无论如何,这是驱动程序脚本(如果它支持Python脚本的执行,则可以从编辑器中执行):
import subprocess
import sys
analysis_script = 'data_analysis.py'
file_list = [
[r"G:\BYU OneDrive_G\OneDrive - BYU Office 365\BYU\===Price lab===\Coding\\1023-CD+HD +multi rep\\1023-input_python_test.csv",
r"G:\BYU OneDrive_G\OneDrive - BYU Office 365\BYU\===Price lab===\Coding\\1023-CD+HD +multi rep\\1026-CDtest_output.csv"
],
[r"G:\BYU OneDrive_G\OneDrive - BYU Office 365\BYU\===Price lab===\Coding\\1023-CD+HD +multi rep\\1036-input_python_test.csv",
r"G:\BYU OneDrive_G\OneDrive - BYU Office 365\BYU\===Price lab===\Coding\\1023-CD+HD +multi rep\\1042-CDtest_output.csv"
],
# etc ...
]
for infile, outfile in file_list:
# Note: It's important to put double quotes around everything in case they
# have embedded space characters in them.

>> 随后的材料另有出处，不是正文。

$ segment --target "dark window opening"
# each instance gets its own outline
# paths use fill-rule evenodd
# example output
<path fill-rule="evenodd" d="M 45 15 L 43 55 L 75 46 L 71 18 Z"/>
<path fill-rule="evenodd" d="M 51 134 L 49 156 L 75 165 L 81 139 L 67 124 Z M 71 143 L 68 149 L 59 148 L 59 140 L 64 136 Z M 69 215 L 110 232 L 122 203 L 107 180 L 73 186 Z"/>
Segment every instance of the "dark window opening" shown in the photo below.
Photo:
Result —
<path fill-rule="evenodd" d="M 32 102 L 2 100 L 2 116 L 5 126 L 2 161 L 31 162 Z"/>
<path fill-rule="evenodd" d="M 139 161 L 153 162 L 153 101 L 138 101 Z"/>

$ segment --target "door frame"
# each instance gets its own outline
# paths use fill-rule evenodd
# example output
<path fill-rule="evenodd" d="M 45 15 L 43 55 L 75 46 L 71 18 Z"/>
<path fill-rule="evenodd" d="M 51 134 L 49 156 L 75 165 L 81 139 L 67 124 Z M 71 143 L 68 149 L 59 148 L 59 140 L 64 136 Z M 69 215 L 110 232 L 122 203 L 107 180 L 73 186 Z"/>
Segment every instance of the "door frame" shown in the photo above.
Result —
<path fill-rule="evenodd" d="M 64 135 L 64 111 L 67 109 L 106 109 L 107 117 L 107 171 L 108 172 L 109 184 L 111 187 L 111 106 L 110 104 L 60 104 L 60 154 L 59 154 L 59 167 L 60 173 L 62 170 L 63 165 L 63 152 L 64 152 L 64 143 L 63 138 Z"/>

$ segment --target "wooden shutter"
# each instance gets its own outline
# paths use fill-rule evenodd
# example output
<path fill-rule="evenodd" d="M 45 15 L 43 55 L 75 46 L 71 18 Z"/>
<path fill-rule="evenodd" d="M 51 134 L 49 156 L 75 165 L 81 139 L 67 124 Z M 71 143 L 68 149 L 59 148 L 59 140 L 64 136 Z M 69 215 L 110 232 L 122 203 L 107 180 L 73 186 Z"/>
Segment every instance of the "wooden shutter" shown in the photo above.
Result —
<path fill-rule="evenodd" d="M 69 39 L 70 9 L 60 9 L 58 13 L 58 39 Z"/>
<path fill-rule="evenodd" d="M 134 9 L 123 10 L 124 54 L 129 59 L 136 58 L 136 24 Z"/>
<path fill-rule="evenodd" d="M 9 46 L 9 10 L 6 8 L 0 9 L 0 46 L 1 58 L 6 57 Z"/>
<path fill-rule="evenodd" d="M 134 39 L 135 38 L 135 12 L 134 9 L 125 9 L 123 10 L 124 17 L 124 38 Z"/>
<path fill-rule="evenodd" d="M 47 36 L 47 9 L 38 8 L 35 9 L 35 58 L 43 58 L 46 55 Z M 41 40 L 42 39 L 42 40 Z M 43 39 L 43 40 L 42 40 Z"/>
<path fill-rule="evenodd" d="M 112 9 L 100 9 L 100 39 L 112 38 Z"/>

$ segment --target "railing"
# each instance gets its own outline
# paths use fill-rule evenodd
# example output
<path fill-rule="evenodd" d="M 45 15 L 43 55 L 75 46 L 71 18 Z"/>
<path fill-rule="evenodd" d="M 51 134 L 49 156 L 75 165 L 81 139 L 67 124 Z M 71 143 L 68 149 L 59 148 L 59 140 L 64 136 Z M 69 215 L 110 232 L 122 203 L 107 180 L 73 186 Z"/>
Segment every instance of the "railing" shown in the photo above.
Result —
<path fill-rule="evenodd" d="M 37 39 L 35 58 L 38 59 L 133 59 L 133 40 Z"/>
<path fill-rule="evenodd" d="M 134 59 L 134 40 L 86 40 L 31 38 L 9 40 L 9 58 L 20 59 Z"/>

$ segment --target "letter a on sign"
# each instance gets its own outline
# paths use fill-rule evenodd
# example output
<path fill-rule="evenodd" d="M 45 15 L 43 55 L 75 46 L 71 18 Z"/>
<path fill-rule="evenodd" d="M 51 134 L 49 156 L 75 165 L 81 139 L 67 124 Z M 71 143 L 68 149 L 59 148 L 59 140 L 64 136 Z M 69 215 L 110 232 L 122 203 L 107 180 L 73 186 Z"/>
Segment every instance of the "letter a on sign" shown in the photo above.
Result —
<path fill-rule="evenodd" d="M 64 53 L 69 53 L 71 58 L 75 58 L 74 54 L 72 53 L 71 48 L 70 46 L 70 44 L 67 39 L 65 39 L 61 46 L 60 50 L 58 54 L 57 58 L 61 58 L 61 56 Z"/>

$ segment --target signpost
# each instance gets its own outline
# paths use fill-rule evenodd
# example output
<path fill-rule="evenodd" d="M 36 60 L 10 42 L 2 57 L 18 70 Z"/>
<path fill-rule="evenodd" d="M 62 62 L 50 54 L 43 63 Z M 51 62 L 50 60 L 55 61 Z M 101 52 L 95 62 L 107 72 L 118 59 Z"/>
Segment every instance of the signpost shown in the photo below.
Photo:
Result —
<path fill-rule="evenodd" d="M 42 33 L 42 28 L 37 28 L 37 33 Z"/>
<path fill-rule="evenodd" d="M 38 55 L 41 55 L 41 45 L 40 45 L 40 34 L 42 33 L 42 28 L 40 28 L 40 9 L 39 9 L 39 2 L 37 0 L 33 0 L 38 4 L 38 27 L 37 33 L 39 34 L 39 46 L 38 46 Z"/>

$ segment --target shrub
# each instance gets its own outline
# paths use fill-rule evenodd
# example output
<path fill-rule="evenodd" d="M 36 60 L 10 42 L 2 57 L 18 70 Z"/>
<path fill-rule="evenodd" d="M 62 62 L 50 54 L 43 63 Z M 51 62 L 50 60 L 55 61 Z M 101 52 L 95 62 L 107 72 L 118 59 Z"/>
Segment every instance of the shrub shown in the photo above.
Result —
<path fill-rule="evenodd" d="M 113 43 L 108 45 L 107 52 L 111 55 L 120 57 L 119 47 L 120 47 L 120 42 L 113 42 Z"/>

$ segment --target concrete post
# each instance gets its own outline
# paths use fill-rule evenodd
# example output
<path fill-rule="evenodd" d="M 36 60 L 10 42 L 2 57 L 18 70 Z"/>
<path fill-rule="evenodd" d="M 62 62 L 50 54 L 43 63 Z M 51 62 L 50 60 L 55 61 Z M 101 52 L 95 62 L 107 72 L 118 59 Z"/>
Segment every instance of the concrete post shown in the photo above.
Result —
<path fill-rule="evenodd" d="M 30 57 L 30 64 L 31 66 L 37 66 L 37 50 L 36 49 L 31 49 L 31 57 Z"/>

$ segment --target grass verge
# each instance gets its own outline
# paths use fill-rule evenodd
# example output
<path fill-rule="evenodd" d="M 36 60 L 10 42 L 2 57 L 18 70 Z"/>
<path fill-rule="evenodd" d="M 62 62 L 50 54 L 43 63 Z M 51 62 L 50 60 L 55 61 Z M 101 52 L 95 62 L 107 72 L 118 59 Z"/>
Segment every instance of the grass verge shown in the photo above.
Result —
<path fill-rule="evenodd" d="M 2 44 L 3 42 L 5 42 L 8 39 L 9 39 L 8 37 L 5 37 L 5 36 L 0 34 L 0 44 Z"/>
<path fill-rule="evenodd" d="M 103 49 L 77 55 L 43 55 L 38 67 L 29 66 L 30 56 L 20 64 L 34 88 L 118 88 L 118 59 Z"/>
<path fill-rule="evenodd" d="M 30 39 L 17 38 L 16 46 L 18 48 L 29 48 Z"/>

command = '"%s" "%s" "%s" "%s"' % (sys.executable, # command
analysis_script, # argv[0]
infile, # argv[1]
outfile) # argv[2]
subprocess.Popen(command) # Run script and pass it the files.
print('Done')
要使其正常工作,您还需要在数据分析脚本的开头附近添加以下内容,并删除当前使用的硬编码输入和输出文件名。
下面是一个需要在开头添加的示例:
import sys
try:
infile_locationAndName = sys.argv[1]
outfile_locationAndName = sys.argv[2]
except IndexError:
print('ERROR: wrong number of command-line arguments passed')
print(' Usage: "{}" <input file name> <output file name>'.format(
os.path.basename(__file__)))
raise RuntimeError('Missing two required command-line arguments')
# Rest of the (modified) data analysis script ...
答案 1 :(得分:1)
如果您使用的是Linux或Mac,则可以使用bash脚本。例如在.sh
文件中:
python script1.py
python script2.py
...
然后在bash yourfile.sh
终端上运行
答案 2 :(得分:0)
import os
os.system(python3 <file> <arg1> <arg2> <arg3>)
第一个脚本要等到最后一个脚本执行完毕后才能关闭,但这应该不是问题,因为它是单线程的。